The world was nasty.
But - because the snail was pretty dumb and stupid what on account of its brain being goo - it was also the best chance the tribe got to hunt. Which meant somebody had to sit here all day, fishing for snails with wormy brains.
She hefted her spear. It jangled with dozens of shiny bits she’d stuck on leather cords and threaded through the handle. Some people liked to put skulls on their spears. That was lame. Everyone had a skull. Having two wasn’t scary. Now, scorpions could be scary. You never knew if a scorpion was in your boot, and then-
“SHINY!”
She turned in time to see the shadow crawling over the rocks. The sunlight poured through its thin, goopy flesh, and she could see the worms in its brain. They were bright stripes of red and yellow and orange, and they breathed in and out, shrinking and expanding within its veins. She could see the teeth in its mouth too, dripping over with hungry slimy spit.

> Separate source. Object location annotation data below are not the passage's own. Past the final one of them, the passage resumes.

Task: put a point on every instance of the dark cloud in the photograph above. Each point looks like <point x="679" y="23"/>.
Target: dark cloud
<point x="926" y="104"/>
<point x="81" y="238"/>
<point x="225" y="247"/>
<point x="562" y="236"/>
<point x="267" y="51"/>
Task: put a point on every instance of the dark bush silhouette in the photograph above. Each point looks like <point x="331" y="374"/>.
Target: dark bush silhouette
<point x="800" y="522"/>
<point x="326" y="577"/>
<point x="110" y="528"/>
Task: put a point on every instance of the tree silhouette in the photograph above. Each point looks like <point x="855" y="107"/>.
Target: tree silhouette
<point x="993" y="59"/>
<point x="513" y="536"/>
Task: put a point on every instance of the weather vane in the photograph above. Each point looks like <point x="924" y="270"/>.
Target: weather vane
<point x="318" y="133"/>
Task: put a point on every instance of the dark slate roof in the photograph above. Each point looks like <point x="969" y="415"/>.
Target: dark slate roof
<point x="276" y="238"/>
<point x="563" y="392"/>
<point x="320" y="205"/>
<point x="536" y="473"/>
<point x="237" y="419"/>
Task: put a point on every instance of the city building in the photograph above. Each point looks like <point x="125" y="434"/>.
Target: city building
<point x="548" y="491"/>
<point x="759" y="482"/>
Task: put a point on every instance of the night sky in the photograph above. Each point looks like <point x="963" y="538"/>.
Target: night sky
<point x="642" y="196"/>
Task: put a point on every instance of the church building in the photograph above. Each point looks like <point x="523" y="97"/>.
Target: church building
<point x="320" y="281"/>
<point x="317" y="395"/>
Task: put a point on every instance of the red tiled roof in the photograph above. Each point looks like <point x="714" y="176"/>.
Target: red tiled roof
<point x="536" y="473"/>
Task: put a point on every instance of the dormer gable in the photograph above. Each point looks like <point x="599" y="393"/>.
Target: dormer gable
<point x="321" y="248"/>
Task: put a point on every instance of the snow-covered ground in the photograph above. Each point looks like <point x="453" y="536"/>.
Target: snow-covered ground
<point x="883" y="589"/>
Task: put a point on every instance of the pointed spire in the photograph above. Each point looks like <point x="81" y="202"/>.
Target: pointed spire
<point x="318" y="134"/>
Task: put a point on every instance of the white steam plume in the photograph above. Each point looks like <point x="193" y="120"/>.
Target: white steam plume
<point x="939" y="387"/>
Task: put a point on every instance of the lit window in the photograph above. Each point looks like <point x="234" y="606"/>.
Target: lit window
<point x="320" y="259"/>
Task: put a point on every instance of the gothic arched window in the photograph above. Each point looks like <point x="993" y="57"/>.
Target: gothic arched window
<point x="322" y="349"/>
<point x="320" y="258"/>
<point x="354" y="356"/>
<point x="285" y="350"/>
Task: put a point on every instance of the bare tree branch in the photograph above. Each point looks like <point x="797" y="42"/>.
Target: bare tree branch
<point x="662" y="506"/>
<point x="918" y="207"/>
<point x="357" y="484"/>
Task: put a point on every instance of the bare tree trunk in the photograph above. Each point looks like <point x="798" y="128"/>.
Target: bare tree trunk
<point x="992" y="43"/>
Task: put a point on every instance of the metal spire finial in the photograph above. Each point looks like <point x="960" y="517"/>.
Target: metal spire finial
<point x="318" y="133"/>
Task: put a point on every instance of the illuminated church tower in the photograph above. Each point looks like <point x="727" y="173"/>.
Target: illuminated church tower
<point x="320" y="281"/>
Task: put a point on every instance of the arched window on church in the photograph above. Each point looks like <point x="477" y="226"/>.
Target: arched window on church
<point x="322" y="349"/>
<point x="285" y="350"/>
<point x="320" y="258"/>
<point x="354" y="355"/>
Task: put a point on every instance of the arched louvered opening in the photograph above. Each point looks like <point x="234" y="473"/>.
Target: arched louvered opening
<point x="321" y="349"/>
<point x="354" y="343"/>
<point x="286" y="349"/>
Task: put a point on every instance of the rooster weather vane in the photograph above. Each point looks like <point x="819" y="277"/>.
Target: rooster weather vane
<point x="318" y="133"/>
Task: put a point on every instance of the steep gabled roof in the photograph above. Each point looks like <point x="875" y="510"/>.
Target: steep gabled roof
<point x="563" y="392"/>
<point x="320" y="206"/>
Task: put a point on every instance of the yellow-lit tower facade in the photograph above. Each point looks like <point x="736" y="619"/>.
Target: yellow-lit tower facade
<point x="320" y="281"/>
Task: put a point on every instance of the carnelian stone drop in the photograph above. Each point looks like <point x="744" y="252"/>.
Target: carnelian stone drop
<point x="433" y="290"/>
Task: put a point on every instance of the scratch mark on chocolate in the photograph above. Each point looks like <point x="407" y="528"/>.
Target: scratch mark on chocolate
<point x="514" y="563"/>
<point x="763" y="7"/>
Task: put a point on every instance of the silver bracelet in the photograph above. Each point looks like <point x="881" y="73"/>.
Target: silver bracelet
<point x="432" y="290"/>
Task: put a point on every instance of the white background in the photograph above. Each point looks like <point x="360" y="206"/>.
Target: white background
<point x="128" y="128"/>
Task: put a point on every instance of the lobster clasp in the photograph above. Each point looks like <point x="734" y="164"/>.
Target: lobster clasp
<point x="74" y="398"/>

Every bit of Shiny froze except her legs, which trembled like leaves in the wind. Bug-Eater tackled her out of the way just before the tide of gelatinous grey slug poured down over the rocks where she’d been, its body slithering and slipping down the rocks towards open sand.
It hadn’t even noticed the tiny goblin in its way. If it had, she would’ve been chewed up in a heartbeat. Bug-Eater had saved her from being Bug-Eaten. She stared up into his big piss-yellow eyes as he asked if she was okay, and awkwardly pulled his hands back from being wrapped around her waist.
She would have kissed him if his mouth wasn’t famously full of bug.
“Come on.” He climbed off of her, looking out at the snail as it glided through the desert. Soon the rocs would come swooping over and see their prey waiting for them. If the tribe didn’t catch their breakfast soon, somebody else would catch it for them.
It was time for a big ol’ family brawl with a giant snail high on brain-eating wormfarts.